"That's right. You'd better move up head."
"And we've been building a spouting house instead to load it into ships."
"We'll have to build both now. You see, it's getting around to the time when the Pages'll be having a fit every day until the machinery's running, and every bin is full. And every time they have a fit, the people up at the office'll have another, and they'll pass it on to us."
"But why do they want the marine leg?" she asked, "any more now than they did at first?"
"They've got to get the wheat down by boat instead of rail, that's all. Or likely it'll be coming both ways. There's no telling now what's behind it. Both sides have got big men fighting.
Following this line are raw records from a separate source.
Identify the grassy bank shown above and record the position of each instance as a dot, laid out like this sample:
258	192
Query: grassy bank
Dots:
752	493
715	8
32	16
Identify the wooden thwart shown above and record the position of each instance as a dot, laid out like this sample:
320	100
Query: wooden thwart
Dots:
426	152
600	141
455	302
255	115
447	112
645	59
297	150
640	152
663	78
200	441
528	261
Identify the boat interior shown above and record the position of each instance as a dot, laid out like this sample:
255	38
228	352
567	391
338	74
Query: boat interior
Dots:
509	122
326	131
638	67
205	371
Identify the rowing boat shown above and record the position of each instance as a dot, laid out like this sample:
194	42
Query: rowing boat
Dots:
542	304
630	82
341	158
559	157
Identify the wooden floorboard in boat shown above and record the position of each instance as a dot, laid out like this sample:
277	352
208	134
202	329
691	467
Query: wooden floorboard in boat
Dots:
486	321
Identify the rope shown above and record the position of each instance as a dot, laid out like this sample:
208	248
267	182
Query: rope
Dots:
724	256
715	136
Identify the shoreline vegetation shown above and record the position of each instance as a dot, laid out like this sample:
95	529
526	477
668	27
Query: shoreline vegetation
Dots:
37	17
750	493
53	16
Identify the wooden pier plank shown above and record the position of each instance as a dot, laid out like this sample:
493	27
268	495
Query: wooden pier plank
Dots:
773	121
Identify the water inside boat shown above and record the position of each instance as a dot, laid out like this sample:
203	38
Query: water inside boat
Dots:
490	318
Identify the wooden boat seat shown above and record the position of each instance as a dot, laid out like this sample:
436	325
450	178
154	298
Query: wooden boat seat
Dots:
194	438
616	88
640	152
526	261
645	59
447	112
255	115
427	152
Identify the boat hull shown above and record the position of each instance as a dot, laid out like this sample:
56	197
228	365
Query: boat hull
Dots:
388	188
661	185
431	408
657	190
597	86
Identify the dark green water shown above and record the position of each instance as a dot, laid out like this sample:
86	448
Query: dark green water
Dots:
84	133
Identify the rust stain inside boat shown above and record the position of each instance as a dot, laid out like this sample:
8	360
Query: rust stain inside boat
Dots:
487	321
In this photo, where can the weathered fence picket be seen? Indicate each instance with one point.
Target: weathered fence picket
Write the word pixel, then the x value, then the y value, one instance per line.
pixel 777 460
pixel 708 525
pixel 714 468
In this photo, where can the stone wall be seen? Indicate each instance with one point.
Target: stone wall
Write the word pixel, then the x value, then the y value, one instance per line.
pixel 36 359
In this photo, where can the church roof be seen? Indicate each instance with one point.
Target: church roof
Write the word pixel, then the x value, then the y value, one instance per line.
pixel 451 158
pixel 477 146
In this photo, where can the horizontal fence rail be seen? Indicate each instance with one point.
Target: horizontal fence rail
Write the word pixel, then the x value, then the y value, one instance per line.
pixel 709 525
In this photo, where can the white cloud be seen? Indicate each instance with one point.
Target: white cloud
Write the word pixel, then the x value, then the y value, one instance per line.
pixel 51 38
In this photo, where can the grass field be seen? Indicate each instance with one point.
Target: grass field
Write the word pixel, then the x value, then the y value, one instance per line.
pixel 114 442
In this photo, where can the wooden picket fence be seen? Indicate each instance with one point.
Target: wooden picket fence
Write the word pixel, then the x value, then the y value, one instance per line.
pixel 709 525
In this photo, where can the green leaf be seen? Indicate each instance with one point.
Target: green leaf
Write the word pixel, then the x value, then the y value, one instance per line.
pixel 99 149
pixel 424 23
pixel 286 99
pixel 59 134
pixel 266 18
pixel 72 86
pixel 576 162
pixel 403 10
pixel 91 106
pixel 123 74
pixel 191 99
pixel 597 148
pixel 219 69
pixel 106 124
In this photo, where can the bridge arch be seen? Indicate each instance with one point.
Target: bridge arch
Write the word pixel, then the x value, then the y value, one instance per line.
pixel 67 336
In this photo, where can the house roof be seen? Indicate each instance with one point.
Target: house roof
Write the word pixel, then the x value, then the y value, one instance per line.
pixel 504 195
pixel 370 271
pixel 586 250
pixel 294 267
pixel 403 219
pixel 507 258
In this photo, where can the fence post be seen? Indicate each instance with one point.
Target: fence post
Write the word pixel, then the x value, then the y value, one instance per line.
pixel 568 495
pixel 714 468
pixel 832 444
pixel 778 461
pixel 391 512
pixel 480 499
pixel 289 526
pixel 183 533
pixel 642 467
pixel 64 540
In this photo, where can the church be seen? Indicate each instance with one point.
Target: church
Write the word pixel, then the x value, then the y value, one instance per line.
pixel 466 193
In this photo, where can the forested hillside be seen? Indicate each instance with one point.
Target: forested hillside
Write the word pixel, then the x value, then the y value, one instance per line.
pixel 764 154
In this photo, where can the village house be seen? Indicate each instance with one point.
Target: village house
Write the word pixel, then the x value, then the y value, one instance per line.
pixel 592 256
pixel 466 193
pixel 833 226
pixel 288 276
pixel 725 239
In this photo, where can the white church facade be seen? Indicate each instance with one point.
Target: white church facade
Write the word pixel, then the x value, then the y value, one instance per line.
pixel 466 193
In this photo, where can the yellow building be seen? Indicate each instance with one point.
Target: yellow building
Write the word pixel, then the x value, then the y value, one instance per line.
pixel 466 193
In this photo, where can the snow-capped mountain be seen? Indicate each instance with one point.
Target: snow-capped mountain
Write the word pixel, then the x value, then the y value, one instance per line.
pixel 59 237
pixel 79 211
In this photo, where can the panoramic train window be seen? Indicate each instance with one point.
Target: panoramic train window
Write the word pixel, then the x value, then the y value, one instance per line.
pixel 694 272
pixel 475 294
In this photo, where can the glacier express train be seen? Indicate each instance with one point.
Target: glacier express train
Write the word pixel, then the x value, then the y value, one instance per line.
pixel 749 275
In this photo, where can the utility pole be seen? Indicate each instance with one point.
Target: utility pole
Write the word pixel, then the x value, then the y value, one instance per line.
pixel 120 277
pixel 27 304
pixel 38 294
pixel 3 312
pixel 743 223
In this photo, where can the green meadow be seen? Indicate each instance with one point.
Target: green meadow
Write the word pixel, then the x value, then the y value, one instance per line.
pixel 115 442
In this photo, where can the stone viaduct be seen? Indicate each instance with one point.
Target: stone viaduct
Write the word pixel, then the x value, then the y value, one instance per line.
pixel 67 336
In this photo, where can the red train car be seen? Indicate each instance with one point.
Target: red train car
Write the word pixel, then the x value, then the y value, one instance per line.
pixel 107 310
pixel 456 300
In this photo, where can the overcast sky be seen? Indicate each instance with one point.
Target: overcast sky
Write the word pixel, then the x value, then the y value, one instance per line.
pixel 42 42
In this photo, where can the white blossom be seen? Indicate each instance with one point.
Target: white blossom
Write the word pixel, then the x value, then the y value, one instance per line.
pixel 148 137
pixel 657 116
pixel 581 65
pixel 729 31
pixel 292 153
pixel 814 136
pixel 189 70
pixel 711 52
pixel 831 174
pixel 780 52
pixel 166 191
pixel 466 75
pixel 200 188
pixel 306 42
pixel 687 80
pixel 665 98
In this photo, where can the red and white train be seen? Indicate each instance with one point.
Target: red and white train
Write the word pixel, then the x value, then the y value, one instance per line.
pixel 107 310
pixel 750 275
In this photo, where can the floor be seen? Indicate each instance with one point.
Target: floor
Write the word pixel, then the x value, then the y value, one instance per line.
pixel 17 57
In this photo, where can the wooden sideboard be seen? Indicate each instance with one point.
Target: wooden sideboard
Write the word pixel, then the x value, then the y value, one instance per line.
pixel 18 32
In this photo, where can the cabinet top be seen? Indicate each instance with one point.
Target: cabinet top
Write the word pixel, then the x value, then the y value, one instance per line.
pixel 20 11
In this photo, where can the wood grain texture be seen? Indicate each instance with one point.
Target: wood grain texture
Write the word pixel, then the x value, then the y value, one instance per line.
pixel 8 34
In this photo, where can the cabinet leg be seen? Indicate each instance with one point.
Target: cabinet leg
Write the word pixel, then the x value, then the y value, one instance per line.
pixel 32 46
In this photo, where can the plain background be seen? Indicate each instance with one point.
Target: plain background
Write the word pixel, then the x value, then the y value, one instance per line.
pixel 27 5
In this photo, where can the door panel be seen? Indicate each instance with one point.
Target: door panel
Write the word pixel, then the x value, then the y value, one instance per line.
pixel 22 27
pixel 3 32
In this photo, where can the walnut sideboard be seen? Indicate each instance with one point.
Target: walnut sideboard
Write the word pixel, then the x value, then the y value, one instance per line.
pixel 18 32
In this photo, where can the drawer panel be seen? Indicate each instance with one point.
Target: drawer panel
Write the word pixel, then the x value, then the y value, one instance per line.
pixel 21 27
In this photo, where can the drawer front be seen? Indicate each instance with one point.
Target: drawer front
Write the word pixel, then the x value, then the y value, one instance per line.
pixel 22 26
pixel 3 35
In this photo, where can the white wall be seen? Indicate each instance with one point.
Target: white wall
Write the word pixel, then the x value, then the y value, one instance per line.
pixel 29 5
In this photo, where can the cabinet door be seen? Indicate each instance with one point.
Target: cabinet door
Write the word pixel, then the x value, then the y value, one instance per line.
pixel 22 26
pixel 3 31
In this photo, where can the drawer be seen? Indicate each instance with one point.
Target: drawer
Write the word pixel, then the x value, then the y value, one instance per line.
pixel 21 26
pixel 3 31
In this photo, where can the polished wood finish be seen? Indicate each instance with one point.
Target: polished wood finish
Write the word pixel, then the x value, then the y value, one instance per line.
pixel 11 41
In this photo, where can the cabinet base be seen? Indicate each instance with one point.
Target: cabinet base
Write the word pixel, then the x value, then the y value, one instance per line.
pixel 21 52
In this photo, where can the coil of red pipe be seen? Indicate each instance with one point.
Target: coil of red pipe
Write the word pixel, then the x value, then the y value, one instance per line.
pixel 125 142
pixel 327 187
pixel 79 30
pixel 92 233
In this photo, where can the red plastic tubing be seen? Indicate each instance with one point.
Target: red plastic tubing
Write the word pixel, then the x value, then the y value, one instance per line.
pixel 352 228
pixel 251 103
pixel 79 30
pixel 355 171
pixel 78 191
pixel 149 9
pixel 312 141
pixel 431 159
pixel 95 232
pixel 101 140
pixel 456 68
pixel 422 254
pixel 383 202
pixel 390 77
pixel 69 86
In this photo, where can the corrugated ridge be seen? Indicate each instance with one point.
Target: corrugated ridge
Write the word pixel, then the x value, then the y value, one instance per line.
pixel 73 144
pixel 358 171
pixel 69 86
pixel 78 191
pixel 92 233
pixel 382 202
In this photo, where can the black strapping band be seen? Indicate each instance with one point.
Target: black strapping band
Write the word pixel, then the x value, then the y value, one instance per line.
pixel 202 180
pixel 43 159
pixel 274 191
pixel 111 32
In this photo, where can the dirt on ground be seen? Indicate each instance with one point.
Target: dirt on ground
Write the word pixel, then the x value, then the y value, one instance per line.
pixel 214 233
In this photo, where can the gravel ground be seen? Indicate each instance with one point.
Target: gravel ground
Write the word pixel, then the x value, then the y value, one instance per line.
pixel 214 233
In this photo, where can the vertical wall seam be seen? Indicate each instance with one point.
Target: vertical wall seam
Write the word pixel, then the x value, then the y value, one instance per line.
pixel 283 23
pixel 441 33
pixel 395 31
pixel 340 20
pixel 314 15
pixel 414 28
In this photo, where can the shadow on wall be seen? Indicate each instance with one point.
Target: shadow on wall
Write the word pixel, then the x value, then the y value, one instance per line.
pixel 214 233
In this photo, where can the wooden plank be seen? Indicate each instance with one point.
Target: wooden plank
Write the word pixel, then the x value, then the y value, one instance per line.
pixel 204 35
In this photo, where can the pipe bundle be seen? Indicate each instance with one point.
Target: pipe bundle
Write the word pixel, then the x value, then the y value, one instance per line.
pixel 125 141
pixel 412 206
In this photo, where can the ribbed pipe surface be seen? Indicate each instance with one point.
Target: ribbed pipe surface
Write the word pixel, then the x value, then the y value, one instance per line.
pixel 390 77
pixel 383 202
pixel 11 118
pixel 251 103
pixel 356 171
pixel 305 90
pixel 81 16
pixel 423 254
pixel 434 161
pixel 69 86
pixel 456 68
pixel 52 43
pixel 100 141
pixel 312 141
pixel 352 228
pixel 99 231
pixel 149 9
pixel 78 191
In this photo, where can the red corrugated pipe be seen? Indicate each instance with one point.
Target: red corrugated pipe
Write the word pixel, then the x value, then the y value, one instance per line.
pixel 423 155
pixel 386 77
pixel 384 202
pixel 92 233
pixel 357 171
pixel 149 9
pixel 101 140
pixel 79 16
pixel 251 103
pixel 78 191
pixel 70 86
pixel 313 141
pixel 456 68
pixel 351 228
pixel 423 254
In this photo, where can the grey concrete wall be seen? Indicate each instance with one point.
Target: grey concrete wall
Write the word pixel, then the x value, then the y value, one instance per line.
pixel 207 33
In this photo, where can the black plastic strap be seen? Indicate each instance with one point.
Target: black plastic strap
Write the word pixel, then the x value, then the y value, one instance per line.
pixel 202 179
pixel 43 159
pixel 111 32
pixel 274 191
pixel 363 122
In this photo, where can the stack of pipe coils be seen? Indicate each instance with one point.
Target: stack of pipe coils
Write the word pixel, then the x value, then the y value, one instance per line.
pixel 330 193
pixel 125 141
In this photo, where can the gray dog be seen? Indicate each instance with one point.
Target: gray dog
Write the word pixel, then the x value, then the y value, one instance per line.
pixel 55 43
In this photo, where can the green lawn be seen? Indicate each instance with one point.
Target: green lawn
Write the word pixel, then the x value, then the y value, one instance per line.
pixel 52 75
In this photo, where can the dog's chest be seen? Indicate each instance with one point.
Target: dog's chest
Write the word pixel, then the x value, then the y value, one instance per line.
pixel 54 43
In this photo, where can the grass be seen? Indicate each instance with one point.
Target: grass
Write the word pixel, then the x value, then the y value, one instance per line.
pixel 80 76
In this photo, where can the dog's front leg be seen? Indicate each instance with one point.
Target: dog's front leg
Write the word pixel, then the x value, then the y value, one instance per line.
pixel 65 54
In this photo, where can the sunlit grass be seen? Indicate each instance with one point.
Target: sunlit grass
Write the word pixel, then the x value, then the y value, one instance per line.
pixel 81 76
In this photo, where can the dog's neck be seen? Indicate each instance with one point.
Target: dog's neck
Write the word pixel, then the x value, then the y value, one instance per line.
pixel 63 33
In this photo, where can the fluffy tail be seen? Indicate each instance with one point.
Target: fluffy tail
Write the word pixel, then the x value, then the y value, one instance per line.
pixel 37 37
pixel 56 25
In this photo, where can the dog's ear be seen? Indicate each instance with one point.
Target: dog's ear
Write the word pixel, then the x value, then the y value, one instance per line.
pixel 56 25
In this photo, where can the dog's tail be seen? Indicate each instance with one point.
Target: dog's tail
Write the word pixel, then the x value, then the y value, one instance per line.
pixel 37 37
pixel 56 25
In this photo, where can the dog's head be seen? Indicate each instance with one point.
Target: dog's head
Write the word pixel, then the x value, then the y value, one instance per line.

You've seen it in the papers, haven't you?"
She nodded.
"Of course, what the papers say isn't all true, but it's lively doings all right."
The next morning's mail brought the drawings and instructions; and with them came a letter from Brown to Bannon. "I suppose there's not much good in telling you to hurry," it ran; "but if there is another minute a day you can crowd in, I guess you know what to do with it. Page told me today that this elevator will make or break them. Mr. MacBride says that you can have all January for a vacation if you get it through. We owe you two weeks off, anyhow, that you didn't take last summer. We're running down that C. & S. C. business, though I don't believe, myself, that they'll give you any more trouble."
Bannon read it to Hilda, saying as he laid it down:—
"That's something like. I don't know where'll I go, though. Winter ain't exactly the time for a vacation, unless you go shooting, and I'm no hand for that."